Concédame lo biográfico si bien verá que es solo un pretexto. Mis padres hicieron de todo para curar esa inclinación malsana que atribuían a la deficiencia de mi carácter: castigarme, ponerme picante sobre las uñas, llevarme al psicólogo, compararme con los niños “sanos”. Ya sabe usted, pocas cosas mortifican tanto a los padres como los defectos de sus hijos. No obstante fracasaron en su empresa.
Cuando la desviación es profunda (para ponerlo en términos de Freud que consideraba la práctica como “una alteración en el desarrollo psicosexual en la fase oral que se convierte en una fijación oral”, hace falta mucho más que la buena fe. Pero para eso están los milagros. Un día, luego de miles de argucias, frustraciones, intentos y recaídas, finalmente logré superar el también llamado “trastorno de ansiedad”. Y heme aquí orondo escribiendo sobre el tema.
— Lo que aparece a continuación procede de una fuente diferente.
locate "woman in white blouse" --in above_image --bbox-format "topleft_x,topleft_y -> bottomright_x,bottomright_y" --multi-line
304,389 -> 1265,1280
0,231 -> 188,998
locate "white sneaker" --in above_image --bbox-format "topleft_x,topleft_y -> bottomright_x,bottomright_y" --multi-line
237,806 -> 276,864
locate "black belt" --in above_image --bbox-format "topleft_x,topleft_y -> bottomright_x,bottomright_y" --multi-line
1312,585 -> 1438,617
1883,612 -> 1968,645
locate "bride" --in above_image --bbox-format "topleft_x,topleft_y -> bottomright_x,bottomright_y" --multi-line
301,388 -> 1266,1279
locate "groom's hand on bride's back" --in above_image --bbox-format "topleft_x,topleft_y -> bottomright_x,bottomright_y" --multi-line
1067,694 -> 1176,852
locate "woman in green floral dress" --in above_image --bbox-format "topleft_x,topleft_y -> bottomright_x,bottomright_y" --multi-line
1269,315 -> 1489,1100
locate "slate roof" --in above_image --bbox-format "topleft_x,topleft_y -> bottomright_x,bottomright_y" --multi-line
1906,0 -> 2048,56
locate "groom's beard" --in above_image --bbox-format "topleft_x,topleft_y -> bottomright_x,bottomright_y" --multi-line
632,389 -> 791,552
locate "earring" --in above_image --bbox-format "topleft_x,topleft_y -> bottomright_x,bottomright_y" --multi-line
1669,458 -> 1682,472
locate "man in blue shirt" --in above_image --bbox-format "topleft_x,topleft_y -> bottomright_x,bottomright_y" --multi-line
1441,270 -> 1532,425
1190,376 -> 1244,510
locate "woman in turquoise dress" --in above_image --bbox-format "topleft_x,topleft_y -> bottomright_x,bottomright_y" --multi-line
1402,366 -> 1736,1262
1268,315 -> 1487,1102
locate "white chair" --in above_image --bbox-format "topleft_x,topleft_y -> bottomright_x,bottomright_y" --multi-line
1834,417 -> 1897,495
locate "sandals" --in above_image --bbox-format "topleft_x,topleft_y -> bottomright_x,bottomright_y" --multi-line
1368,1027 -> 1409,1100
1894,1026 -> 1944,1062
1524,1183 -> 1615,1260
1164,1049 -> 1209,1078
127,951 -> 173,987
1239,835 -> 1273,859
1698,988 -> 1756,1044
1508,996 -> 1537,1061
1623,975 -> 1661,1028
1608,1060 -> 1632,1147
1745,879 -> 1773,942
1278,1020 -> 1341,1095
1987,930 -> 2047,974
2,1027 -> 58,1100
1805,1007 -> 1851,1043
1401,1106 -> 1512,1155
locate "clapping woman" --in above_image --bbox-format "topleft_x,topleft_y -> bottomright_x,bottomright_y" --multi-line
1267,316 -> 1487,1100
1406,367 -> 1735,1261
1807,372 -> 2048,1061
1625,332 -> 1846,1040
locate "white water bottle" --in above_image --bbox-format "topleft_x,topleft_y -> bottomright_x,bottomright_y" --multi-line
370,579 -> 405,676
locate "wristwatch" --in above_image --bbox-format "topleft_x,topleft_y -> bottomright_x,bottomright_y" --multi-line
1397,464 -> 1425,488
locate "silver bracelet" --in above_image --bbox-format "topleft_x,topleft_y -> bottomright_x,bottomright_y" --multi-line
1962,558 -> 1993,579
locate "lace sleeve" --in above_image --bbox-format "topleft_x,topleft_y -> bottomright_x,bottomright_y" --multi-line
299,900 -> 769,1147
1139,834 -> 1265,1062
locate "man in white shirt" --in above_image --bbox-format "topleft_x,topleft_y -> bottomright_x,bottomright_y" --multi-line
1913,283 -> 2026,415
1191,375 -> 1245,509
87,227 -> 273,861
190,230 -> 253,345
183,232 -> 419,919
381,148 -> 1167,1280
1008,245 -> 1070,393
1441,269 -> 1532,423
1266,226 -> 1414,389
No es cierto. Aunque he desterrado bastante el hábito, a veces vuelven los dedos a mi boca. Y sí, aún me figuro a mi padre reprimiendo al niño con desorden, incapaz del “kaput” definitivo a su conducta indeseable. Cuánto me ha humanizado, sin embargo, este problema personal. Aquí quería llegar. Puedo comprender, por ejemplo, a los políticos que roban por instinto, al empresario injusto con sus empleados y a los banqueros que estafan a sus cuentahabientes y lavan dinero de las mafias. Es que no pueden impedirlo.
Imagino el drama del presidente en su afán por evitar ser un vulgar delincuente. Me figuro a los del CACIF hablando de Cristo, vinculados al Opus Dei, tomando café con los curas, creyendo obtener sus virtudes por alguna infusión espiritual milagrosa. Esa que no les llega por su naturaleza siempre inclinada al enriquecimiento a ultranza, sin ningún límite moral que se los impida. Se puede entender la escisión interna, el aguijón de la carne del presidente del Congreso, al no poder ser sino corrupto.
Estamos determinados por esas decisiones absurdas de nuestra conducta. Nos gobierna la irracionalidad, somos víctimas de los instintos ciegos. Sí, la cabra siempre tira al monte. Lo malo es la abundancia de caprinos en el Estado, el tamaño de sus cuernos y la habilidad para saltar riscos. El vicio de estas cabras locas, por desmedido, no tiene parangón. Ellos son otra cosa.